What I’ve been hearing is inappropriately over the line critical of our Israeli leadership. Recently, when joining a group of people in the settlement of Migron which is 5 kilometers north of Jerusalem, we were informed that at least 3 homes are slated for destruction and that the entire community will be dismantled by approval of the Israeli government. When I heard this, which was a confirmation of what I’d read in the papers, I shook my head and couldn’t believe that our own government would, again, permit Jewish families, including dozens of children, to be expelled from biblical Israeli land. If I had BB Netanyahu near me, I would have taken a skillet and bomped him on the head, and asked him why in the world is he doing our enemy’s work by weakening the land and the people of the Jewish state. But I would not call him a Nazi, like someone did who stood nearby. I would not call what hopefully will NOT happen a pogrom, like someone did nearby. A Nazi? A pogrom? Words that elicit memories of the ugliest anti-semites and anti-semitism, in my mind, are NEVER to be used in connection with our leadership.
It wasn’t long before names of Israeli leadership were mentioned again in disapproving tones, and then some people would say, “Netanyahu, yemach shemo” which means “may his name be erased.” Until now, I had heard this Hebrew phrase only when mentioning a tyrant or oppressor of the Jews, i.e., Haman, “yemach shemo,” or Ahmedinejad “yemach shemo” or Assad “yemach shemo.” But about a fellow Jew? Unacceptable, no matter what you think about him or her.
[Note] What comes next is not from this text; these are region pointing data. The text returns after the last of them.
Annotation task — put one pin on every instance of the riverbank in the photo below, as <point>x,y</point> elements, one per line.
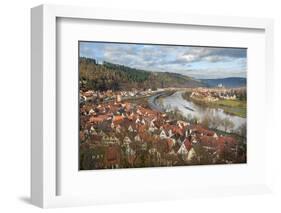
<point>231,107</point>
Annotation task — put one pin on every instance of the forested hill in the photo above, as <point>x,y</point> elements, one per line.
<point>231,82</point>
<point>118,77</point>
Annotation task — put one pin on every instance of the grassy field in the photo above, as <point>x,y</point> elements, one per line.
<point>233,107</point>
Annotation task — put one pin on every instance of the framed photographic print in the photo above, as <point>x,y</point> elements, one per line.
<point>149,106</point>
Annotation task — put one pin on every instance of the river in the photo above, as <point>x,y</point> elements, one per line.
<point>188,108</point>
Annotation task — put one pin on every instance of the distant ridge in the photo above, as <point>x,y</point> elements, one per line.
<point>110,76</point>
<point>231,82</point>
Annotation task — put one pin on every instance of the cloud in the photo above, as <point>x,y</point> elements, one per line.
<point>212,54</point>
<point>198,62</point>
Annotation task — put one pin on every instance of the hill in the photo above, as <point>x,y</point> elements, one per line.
<point>231,82</point>
<point>119,77</point>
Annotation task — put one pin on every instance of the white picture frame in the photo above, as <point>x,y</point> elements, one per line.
<point>44,155</point>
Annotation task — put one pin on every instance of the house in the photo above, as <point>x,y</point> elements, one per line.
<point>182,150</point>
<point>130,128</point>
<point>137,138</point>
<point>127,140</point>
<point>191,156</point>
<point>112,157</point>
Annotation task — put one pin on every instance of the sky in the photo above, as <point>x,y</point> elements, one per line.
<point>194,61</point>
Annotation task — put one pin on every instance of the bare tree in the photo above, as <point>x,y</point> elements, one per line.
<point>227,124</point>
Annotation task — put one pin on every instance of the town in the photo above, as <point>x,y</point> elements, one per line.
<point>118,132</point>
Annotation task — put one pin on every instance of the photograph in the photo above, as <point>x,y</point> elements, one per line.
<point>161,105</point>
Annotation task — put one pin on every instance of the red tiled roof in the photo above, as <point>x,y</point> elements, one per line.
<point>187,144</point>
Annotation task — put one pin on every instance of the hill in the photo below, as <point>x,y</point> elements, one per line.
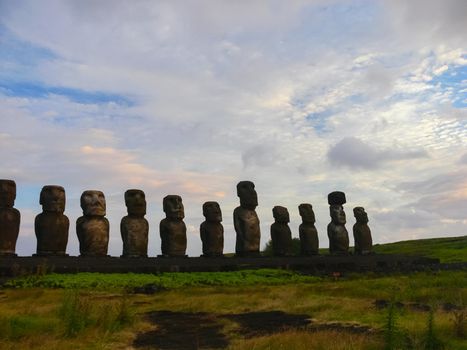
<point>450,249</point>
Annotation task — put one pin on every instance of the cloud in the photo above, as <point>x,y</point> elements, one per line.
<point>356,154</point>
<point>190,97</point>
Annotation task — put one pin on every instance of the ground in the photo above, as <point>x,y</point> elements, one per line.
<point>262,309</point>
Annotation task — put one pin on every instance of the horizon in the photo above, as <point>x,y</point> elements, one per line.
<point>189,98</point>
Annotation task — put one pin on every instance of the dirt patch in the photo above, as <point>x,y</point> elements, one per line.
<point>184,331</point>
<point>253,324</point>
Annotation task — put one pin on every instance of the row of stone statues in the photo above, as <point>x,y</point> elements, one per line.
<point>52,226</point>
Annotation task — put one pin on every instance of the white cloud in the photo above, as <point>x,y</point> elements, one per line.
<point>235,91</point>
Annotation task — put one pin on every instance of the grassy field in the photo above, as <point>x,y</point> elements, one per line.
<point>257,309</point>
<point>451,249</point>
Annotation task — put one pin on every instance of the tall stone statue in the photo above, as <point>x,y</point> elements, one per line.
<point>51,226</point>
<point>281,235</point>
<point>9,218</point>
<point>93,228</point>
<point>246,221</point>
<point>362,233</point>
<point>309,243</point>
<point>134,227</point>
<point>212,231</point>
<point>337,233</point>
<point>172,228</point>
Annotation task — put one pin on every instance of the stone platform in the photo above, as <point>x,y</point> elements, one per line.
<point>11,266</point>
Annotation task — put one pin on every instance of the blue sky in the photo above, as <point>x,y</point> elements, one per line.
<point>188,98</point>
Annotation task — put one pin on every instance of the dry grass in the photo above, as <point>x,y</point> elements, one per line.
<point>302,340</point>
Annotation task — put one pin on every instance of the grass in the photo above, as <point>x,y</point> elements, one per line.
<point>451,249</point>
<point>96,311</point>
<point>53,318</point>
<point>102,281</point>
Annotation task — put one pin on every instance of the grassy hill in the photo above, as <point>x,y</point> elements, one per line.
<point>450,249</point>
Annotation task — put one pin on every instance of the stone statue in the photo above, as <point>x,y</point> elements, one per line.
<point>309,243</point>
<point>172,228</point>
<point>337,233</point>
<point>9,218</point>
<point>212,231</point>
<point>134,227</point>
<point>246,221</point>
<point>93,228</point>
<point>281,235</point>
<point>51,226</point>
<point>362,233</point>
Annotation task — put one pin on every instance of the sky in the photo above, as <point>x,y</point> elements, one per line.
<point>189,97</point>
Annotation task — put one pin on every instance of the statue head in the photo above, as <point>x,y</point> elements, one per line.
<point>52,199</point>
<point>212,212</point>
<point>336,198</point>
<point>7,193</point>
<point>173,207</point>
<point>307,213</point>
<point>281,214</point>
<point>93,203</point>
<point>135,201</point>
<point>248,196</point>
<point>337,214</point>
<point>360,215</point>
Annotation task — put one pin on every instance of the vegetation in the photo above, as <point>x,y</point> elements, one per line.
<point>353,311</point>
<point>451,249</point>
<point>170,280</point>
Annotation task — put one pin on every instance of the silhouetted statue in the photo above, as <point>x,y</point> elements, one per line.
<point>134,227</point>
<point>309,243</point>
<point>52,226</point>
<point>281,235</point>
<point>93,228</point>
<point>362,233</point>
<point>212,231</point>
<point>337,233</point>
<point>172,228</point>
<point>246,221</point>
<point>9,218</point>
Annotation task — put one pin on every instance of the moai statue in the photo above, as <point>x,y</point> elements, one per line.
<point>134,227</point>
<point>172,228</point>
<point>246,221</point>
<point>9,218</point>
<point>93,228</point>
<point>212,231</point>
<point>51,226</point>
<point>309,243</point>
<point>362,233</point>
<point>337,233</point>
<point>281,235</point>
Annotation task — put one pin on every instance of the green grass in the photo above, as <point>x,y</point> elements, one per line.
<point>57,318</point>
<point>169,280</point>
<point>95,311</point>
<point>451,249</point>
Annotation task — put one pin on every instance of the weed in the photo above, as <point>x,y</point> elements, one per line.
<point>75,312</point>
<point>459,319</point>
<point>431,341</point>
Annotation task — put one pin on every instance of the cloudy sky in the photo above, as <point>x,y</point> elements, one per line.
<point>190,97</point>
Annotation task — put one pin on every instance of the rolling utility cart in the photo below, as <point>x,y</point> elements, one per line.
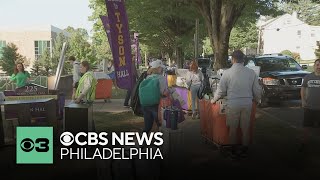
<point>104,86</point>
<point>213,126</point>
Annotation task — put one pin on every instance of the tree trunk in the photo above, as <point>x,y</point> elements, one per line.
<point>179,56</point>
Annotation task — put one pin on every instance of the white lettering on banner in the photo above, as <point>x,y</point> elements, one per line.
<point>36,109</point>
<point>122,74</point>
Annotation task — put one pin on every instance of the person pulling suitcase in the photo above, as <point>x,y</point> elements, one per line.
<point>240,86</point>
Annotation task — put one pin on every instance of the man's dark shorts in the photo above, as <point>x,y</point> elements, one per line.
<point>311,118</point>
<point>76,85</point>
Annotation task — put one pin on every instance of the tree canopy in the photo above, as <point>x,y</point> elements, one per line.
<point>10,57</point>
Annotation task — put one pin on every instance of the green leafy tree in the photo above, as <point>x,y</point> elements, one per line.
<point>46,62</point>
<point>166,27</point>
<point>317,52</point>
<point>221,16</point>
<point>10,57</point>
<point>36,69</point>
<point>207,46</point>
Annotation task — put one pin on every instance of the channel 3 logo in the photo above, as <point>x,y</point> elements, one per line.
<point>34,145</point>
<point>28,145</point>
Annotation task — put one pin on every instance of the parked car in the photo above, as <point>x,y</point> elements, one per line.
<point>281,77</point>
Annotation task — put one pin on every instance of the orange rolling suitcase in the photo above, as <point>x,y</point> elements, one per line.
<point>220,131</point>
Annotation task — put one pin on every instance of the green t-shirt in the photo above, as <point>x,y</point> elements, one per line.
<point>20,78</point>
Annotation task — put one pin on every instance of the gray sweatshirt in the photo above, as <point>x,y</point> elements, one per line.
<point>240,85</point>
<point>193,78</point>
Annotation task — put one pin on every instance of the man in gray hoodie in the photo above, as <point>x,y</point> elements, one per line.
<point>240,86</point>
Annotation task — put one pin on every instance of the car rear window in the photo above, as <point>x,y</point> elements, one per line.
<point>277,64</point>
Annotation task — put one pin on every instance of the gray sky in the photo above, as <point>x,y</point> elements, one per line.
<point>59,13</point>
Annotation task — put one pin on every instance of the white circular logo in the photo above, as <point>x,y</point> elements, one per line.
<point>66,138</point>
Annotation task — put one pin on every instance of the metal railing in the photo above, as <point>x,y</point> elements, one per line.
<point>6,84</point>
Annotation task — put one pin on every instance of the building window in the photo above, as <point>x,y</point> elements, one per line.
<point>39,47</point>
<point>299,33</point>
<point>2,44</point>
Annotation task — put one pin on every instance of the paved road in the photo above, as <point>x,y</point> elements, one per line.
<point>274,154</point>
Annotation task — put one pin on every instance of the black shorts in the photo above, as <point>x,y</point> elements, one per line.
<point>311,118</point>
<point>76,85</point>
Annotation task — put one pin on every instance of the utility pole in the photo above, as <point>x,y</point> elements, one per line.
<point>196,40</point>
I had a conversation recently about Israeli President Shimon Peres, where the opinion was expressed that Peres was evil and that he hates Jews and Israel. Pretty undistinguished qualifications for the President of the Jewish state, I thought.
Someone really took the cake last week when having a conversation with someone about Israeli leadership by saying, “You think Ben Gurion and Golda Meir were Jews? You think Ben Gurion liked Jews? He was WORSE than Hitler!” The first President of the Jewish state, without whose stewardship and God’s benevolence no Jewish state would likely exist today…..HE was worse than Hitler. What a sick and perverted mind, coming from a religious Jew yet.
I’ve heard all of these comments just in the last couple of weeks. It scares me to think how people are talking, how people are describing our Jewish leadership. Let me be clear- I wouldn’t dismantle a single settlement EVER- biblical Israel belongs to the Jews, period. I am in favor of one state, a Jewish one, period. I am in favor of the hardest line against those who would rather see us dead, not one inch for so-called peace, period. The tougher the better, period. Power seems to be what our dead-set-against us- neighbors understand, and in my opinion, a powerful and strategic offense- never mind being disproportionate…self defense is in and of itself proportionate- will give us the security we need, along with the help of the Almighty.
I understand opposing Israeli leadership, even protesting against it or its decisions. But calling them or referring to their actions in words that describe our most vile, wicked and depraved Jew-haters is way beyond the pale and dangerous. Let’s stay in the bounds of decency and have some semblance of Derech Eretz.